Osteoarthritis in the foot is usually the result of some previous injury, such as breaking the toe. It can also be the result of overuse - repetitive bending and stooping, for example. It tends to affect people over 50 years of age, but can occur in those as young as 20. Osteoarthritis can cause the big toe to become stiffened, swollen and painful, making walking difficult. The most commonly performed surgery to correct this is debridement, cheilectomy or fusion.
Pain in and around your big toe joint can be present all the time, or just when you walk. You will also feel pain when you pull your big toe up towards you. The big toe may become so stiff that you cannot pull your big toe up at all.

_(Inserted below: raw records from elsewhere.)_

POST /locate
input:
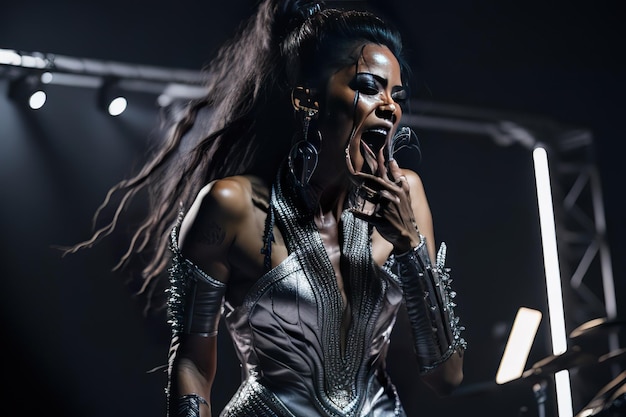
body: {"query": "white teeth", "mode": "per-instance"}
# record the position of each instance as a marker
(378, 131)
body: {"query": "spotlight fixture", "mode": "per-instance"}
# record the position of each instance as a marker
(111, 98)
(28, 90)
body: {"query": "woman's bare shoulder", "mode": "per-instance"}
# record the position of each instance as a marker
(222, 203)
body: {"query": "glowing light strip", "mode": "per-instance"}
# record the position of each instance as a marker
(553, 278)
(518, 345)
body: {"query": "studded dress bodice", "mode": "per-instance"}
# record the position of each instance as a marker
(288, 331)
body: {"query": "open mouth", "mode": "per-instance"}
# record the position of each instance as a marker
(375, 139)
(372, 141)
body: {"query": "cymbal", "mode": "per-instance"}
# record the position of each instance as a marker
(597, 326)
(609, 402)
(572, 358)
(614, 355)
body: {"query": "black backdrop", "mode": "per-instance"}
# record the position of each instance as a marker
(76, 340)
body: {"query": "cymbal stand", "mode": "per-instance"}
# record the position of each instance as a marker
(540, 390)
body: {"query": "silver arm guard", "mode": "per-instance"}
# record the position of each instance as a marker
(428, 299)
(188, 406)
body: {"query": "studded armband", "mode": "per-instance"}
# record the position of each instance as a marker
(429, 302)
(188, 406)
(196, 299)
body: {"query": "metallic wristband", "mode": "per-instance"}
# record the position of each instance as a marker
(428, 299)
(188, 406)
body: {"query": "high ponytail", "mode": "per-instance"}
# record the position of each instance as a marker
(243, 124)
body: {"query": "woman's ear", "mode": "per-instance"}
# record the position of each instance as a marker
(305, 100)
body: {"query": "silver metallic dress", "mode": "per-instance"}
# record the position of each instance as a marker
(297, 357)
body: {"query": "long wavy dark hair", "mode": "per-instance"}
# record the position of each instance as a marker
(244, 124)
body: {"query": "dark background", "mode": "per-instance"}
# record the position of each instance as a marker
(76, 341)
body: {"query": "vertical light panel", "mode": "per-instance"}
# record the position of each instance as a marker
(553, 278)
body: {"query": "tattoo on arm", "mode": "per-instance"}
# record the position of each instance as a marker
(212, 234)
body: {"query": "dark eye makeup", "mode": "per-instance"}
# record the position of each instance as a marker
(369, 84)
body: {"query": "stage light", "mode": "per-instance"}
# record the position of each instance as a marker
(518, 345)
(553, 277)
(29, 90)
(117, 106)
(111, 98)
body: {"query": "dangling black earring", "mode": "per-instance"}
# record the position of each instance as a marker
(303, 156)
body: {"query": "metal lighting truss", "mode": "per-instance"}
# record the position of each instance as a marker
(585, 258)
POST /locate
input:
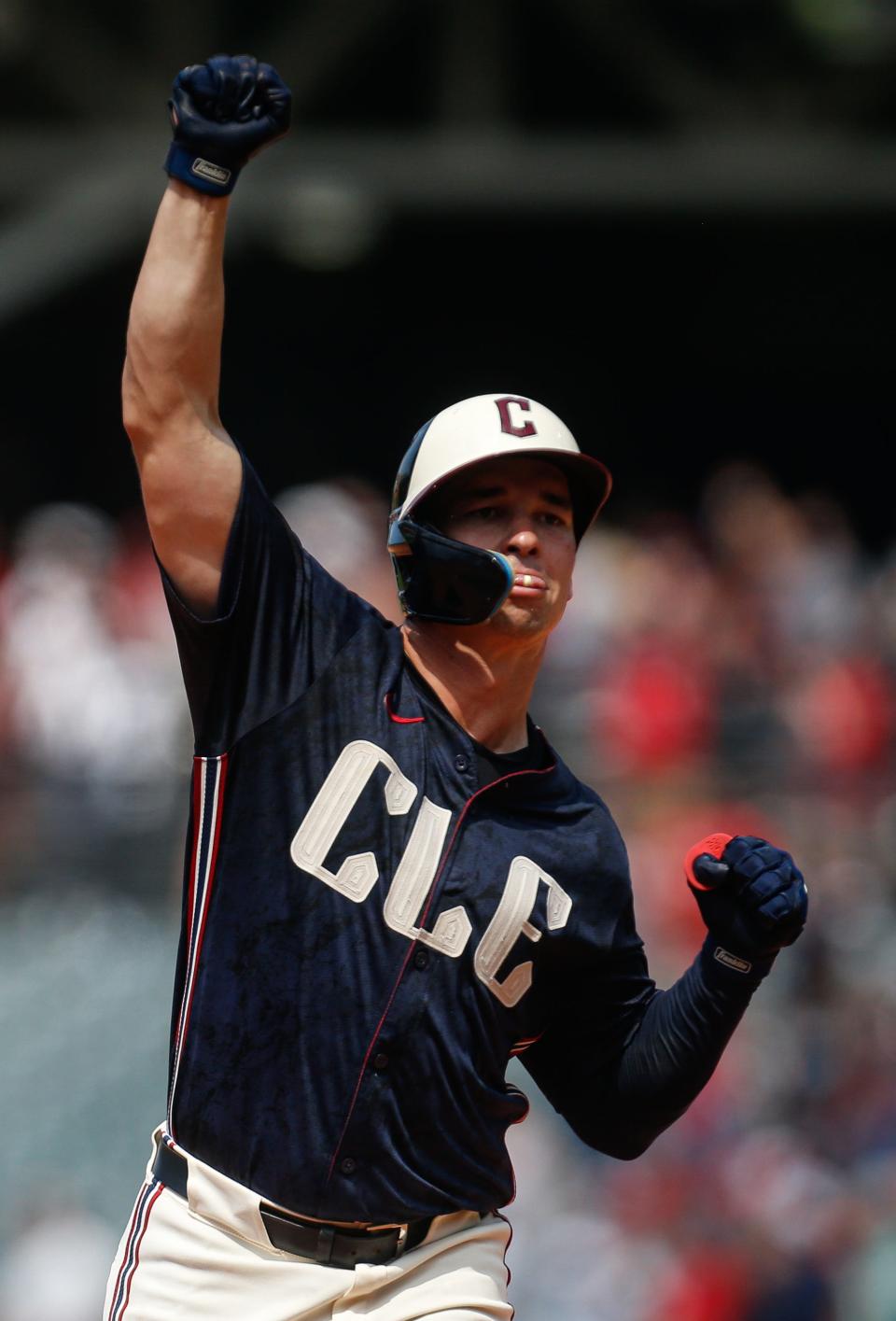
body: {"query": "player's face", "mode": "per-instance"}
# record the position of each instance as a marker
(521, 508)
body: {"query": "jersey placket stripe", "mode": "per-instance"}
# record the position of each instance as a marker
(434, 891)
(210, 774)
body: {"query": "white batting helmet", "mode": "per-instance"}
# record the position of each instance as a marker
(447, 580)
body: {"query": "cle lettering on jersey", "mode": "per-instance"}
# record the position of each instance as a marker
(418, 868)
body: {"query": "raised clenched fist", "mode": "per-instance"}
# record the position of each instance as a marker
(224, 112)
(750, 894)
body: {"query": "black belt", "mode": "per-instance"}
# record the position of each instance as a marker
(329, 1244)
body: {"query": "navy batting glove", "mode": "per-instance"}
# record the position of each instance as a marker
(750, 894)
(222, 112)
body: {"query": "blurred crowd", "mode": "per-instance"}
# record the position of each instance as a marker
(731, 671)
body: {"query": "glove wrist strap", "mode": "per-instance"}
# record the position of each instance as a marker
(205, 176)
(719, 959)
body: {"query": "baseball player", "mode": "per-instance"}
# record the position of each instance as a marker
(393, 884)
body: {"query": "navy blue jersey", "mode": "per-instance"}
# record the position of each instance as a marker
(371, 933)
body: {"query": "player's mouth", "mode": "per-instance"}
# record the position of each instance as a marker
(527, 584)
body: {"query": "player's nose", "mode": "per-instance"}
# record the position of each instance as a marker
(523, 540)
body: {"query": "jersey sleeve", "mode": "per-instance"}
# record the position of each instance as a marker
(280, 620)
(622, 1060)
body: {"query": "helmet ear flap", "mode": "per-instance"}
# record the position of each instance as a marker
(443, 580)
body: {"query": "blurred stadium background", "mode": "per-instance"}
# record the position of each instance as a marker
(673, 222)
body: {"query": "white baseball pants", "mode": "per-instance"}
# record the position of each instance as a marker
(209, 1259)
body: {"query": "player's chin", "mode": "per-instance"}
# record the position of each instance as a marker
(526, 617)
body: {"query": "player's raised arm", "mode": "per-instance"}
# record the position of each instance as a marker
(222, 112)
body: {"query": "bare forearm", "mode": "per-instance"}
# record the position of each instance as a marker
(174, 344)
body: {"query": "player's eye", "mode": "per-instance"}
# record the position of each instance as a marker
(553, 519)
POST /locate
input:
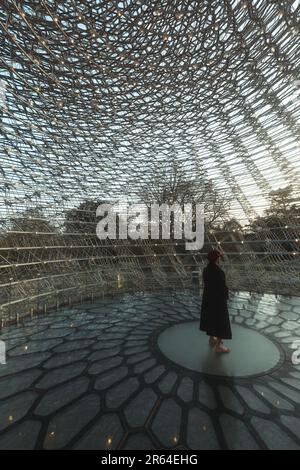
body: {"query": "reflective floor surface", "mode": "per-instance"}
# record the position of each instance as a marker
(135, 372)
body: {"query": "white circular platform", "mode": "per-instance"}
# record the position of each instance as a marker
(251, 353)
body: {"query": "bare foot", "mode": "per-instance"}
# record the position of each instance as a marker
(213, 340)
(220, 348)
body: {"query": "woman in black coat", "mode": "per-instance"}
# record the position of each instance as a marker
(214, 318)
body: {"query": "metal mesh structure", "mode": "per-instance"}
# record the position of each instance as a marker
(158, 101)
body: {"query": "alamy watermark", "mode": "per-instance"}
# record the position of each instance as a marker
(140, 221)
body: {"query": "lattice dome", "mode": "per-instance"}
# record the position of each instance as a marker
(156, 101)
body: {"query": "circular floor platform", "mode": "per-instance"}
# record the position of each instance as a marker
(251, 353)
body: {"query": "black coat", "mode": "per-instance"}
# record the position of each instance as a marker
(214, 317)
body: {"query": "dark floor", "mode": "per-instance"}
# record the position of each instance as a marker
(94, 377)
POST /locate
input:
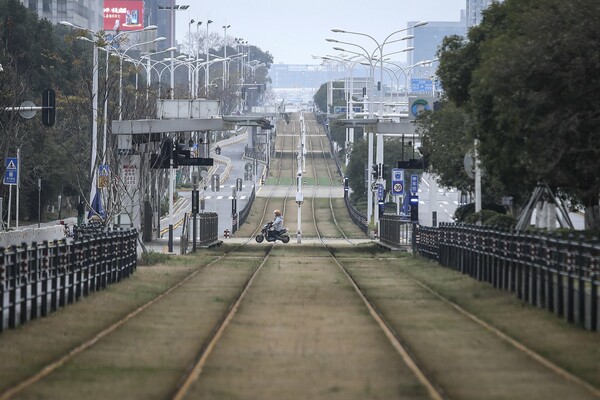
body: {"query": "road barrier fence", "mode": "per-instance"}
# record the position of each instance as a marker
(559, 273)
(38, 278)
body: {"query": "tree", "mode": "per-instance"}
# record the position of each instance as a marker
(528, 82)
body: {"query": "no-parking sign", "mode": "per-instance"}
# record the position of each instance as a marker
(397, 182)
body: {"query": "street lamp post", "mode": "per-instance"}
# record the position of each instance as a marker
(225, 54)
(94, 149)
(172, 9)
(206, 47)
(370, 56)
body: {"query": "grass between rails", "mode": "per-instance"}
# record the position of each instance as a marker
(24, 350)
(568, 346)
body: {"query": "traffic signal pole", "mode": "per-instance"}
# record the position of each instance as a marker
(171, 193)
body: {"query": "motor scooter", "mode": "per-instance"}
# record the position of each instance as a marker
(264, 234)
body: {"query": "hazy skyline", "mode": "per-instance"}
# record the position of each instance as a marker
(294, 31)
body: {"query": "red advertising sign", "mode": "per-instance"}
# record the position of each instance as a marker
(123, 15)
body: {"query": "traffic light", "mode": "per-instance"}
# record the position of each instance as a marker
(375, 171)
(414, 209)
(163, 159)
(48, 107)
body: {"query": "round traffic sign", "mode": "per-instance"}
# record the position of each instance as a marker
(27, 114)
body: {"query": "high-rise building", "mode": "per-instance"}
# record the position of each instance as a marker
(429, 37)
(85, 13)
(474, 9)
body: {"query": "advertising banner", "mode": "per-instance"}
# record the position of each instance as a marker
(123, 15)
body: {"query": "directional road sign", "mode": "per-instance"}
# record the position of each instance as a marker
(414, 183)
(103, 175)
(12, 171)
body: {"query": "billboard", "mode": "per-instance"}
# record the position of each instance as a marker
(123, 15)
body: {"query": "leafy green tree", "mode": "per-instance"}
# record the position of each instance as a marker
(527, 79)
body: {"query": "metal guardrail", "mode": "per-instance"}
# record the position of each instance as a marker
(37, 279)
(359, 218)
(549, 271)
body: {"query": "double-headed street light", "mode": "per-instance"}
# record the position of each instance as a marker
(370, 58)
(172, 9)
(206, 47)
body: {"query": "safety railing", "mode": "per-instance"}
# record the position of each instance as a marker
(395, 230)
(359, 218)
(550, 271)
(243, 214)
(37, 279)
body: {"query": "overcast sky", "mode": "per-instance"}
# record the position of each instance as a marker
(293, 31)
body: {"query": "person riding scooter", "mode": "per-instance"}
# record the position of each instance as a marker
(277, 224)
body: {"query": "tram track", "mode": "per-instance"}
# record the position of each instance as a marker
(254, 290)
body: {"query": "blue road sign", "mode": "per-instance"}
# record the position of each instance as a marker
(12, 171)
(419, 85)
(414, 183)
(397, 182)
(379, 192)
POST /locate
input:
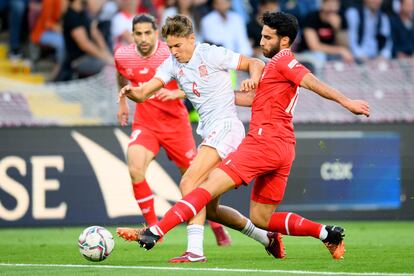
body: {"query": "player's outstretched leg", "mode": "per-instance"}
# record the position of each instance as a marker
(222, 236)
(335, 241)
(143, 236)
(188, 257)
(275, 247)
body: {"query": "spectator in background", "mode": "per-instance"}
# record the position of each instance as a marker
(242, 8)
(324, 36)
(15, 10)
(255, 25)
(225, 28)
(47, 30)
(86, 50)
(299, 8)
(402, 27)
(369, 31)
(184, 7)
(122, 22)
(104, 17)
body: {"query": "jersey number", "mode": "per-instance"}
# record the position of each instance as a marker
(195, 91)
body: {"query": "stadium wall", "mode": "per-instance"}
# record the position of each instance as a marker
(78, 175)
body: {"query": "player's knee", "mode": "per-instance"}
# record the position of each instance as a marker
(258, 221)
(212, 212)
(187, 185)
(137, 173)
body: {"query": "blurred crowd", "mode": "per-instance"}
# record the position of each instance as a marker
(81, 35)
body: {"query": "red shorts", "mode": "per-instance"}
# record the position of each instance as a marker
(267, 160)
(179, 146)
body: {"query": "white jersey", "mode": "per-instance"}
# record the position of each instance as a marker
(206, 82)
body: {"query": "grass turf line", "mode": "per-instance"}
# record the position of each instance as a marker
(383, 247)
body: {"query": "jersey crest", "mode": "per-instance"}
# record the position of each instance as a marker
(202, 69)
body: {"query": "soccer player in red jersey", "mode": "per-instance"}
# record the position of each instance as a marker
(161, 121)
(267, 152)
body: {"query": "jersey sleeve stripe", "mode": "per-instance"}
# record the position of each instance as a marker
(157, 78)
(239, 63)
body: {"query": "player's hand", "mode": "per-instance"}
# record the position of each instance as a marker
(123, 113)
(168, 95)
(358, 107)
(248, 85)
(124, 92)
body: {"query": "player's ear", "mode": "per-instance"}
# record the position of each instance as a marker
(192, 37)
(285, 41)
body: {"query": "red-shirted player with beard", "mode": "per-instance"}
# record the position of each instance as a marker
(158, 122)
(266, 154)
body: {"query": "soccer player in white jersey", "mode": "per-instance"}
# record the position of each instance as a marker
(202, 73)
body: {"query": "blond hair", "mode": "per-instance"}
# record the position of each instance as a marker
(178, 25)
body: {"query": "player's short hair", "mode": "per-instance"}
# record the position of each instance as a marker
(285, 24)
(144, 18)
(178, 25)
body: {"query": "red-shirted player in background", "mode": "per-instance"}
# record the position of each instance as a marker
(267, 152)
(158, 122)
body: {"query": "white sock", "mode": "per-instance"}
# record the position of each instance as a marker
(253, 232)
(324, 233)
(195, 235)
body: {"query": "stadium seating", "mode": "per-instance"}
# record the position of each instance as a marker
(387, 86)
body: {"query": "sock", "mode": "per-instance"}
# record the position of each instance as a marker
(182, 211)
(145, 200)
(255, 233)
(214, 224)
(195, 234)
(294, 225)
(323, 234)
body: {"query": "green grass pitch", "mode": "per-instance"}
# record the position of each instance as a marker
(372, 248)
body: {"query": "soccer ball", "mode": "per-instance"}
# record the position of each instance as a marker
(95, 243)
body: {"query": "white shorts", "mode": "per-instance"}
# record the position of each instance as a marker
(225, 136)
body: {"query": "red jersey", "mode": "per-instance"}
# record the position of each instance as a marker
(153, 113)
(276, 97)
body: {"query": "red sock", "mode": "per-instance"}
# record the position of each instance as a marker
(214, 224)
(145, 200)
(293, 225)
(184, 210)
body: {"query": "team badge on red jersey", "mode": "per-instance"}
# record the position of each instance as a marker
(129, 72)
(202, 69)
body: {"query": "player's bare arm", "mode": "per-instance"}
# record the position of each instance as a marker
(244, 98)
(358, 107)
(255, 68)
(168, 95)
(141, 93)
(123, 109)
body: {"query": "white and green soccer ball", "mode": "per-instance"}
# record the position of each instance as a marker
(96, 243)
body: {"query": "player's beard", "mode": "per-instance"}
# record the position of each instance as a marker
(145, 51)
(273, 50)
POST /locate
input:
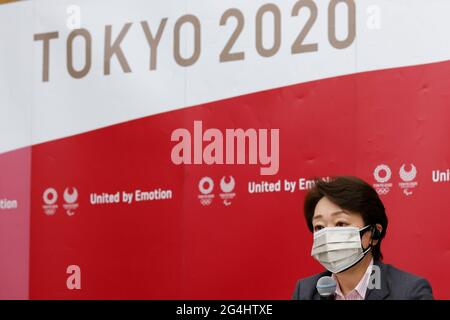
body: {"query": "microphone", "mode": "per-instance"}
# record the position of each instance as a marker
(326, 286)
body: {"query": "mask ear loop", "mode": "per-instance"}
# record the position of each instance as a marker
(361, 233)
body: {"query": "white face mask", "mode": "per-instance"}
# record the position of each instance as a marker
(338, 248)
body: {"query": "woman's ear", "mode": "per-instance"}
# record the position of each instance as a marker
(380, 229)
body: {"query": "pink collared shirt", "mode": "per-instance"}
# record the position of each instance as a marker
(359, 292)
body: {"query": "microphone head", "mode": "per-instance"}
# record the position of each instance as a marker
(326, 286)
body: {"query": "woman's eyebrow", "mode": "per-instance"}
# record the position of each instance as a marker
(339, 212)
(333, 214)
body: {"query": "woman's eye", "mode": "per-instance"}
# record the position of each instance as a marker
(341, 224)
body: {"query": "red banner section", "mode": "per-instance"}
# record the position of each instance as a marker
(113, 217)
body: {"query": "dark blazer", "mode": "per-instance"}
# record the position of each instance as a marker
(395, 285)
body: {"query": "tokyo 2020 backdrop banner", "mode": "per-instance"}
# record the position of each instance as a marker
(162, 150)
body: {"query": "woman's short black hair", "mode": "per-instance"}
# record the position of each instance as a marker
(353, 194)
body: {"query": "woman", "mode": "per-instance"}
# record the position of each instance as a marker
(349, 222)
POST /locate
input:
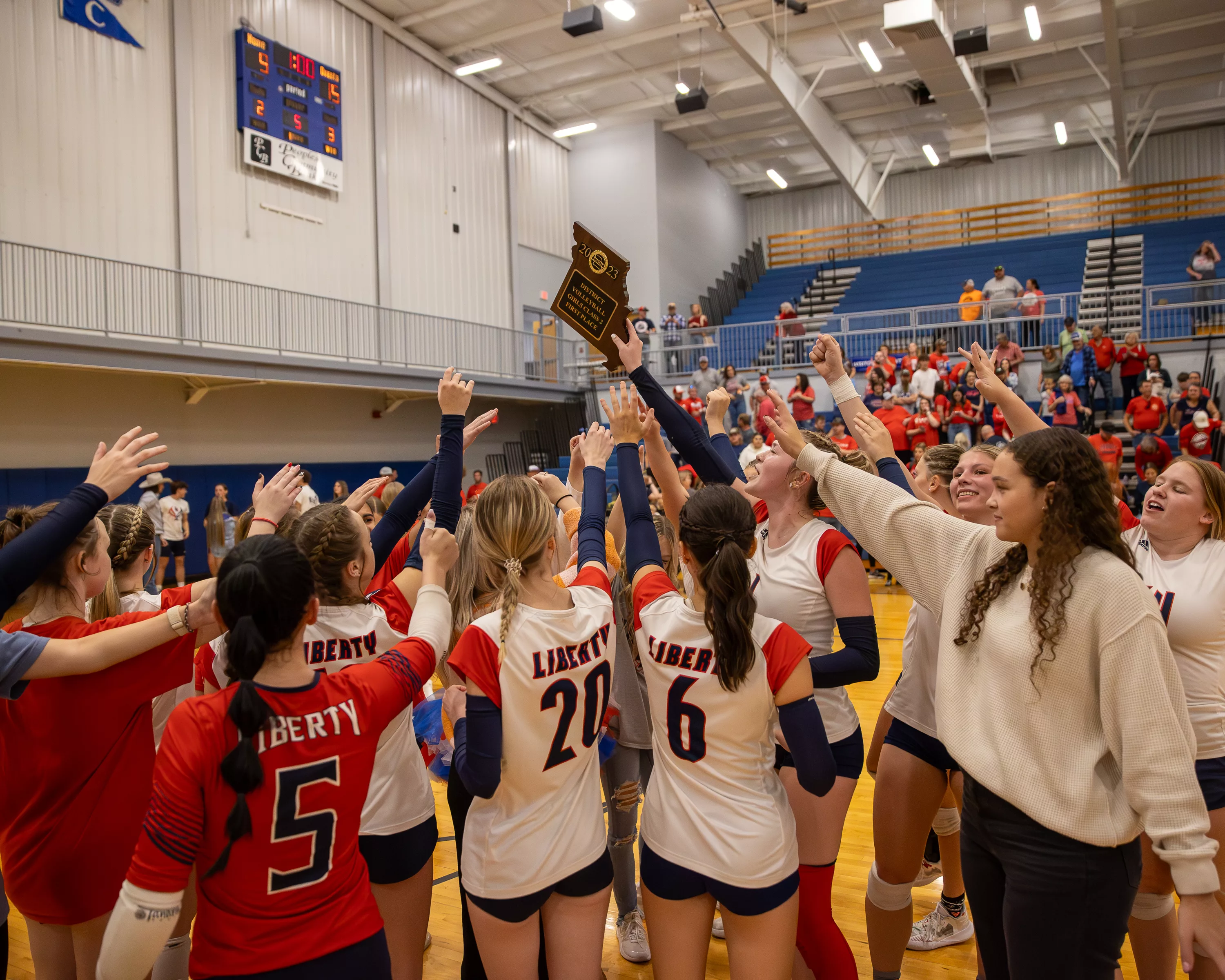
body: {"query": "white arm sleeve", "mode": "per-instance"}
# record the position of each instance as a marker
(432, 619)
(139, 928)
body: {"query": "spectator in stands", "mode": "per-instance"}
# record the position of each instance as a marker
(1153, 450)
(906, 395)
(705, 379)
(1066, 337)
(1160, 378)
(1069, 407)
(1196, 438)
(478, 486)
(1202, 269)
(1033, 309)
(800, 401)
(988, 434)
(962, 416)
(1007, 350)
(1002, 292)
(896, 419)
(1192, 402)
(1146, 413)
(1109, 449)
(1131, 358)
(1081, 365)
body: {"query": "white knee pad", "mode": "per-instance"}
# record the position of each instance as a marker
(885, 896)
(1149, 907)
(949, 821)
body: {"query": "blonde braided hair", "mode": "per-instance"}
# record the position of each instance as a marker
(514, 523)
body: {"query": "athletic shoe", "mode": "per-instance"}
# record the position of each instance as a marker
(928, 874)
(940, 929)
(631, 939)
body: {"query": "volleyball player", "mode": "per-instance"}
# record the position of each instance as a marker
(271, 824)
(716, 822)
(1065, 707)
(1180, 553)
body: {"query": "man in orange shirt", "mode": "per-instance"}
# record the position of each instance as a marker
(896, 419)
(1109, 448)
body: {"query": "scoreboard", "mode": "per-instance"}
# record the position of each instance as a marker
(288, 112)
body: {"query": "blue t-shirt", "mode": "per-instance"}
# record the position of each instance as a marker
(18, 653)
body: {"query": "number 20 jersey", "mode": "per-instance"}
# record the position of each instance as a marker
(715, 803)
(546, 820)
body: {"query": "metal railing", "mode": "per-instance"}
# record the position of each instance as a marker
(43, 287)
(1157, 313)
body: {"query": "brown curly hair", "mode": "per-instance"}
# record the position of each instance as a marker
(1081, 512)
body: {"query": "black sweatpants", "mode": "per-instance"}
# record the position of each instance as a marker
(1044, 906)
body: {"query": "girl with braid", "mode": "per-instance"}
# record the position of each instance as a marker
(261, 788)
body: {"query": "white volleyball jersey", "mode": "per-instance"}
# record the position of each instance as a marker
(1190, 593)
(400, 794)
(715, 803)
(789, 586)
(914, 696)
(144, 602)
(546, 820)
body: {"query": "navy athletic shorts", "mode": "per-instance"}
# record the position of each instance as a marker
(920, 745)
(677, 884)
(848, 755)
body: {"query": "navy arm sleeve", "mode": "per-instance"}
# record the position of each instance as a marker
(591, 525)
(683, 430)
(24, 559)
(402, 514)
(478, 746)
(723, 446)
(641, 542)
(806, 740)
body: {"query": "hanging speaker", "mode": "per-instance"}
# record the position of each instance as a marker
(694, 102)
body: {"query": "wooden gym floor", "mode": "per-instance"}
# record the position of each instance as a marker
(957, 962)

The surgeon will examine your feet and manipulate the big toe to determine its range of motion. X-rays will determine how much arthritis is present and evaluate any bone spurs or other abnormalities that may have formed.
During arthroscopic surgery, the area around the diseased bone will be cleaned and any bone spurs and deformities will be removed.
This is a minor operation to remove the bony bump (an osteophyte or dorsal bunion) which develops as a result of the body’s attempt to heal the arthritis. This bony bump or spur is carefully burred away to restore the bone to its normal shape. This would normally resolve 60% to 70% of the pain and stiffness.
The two joint surfaces which generated the pain are removed, and the cut edges placed next to each other in a position that allows the fused joint to rock, rather than flex as it normally does.
After debridement and cheilectomy, you can be walking almost immediately. With fusion, however, it may be four weeks before you can put weight on the foot.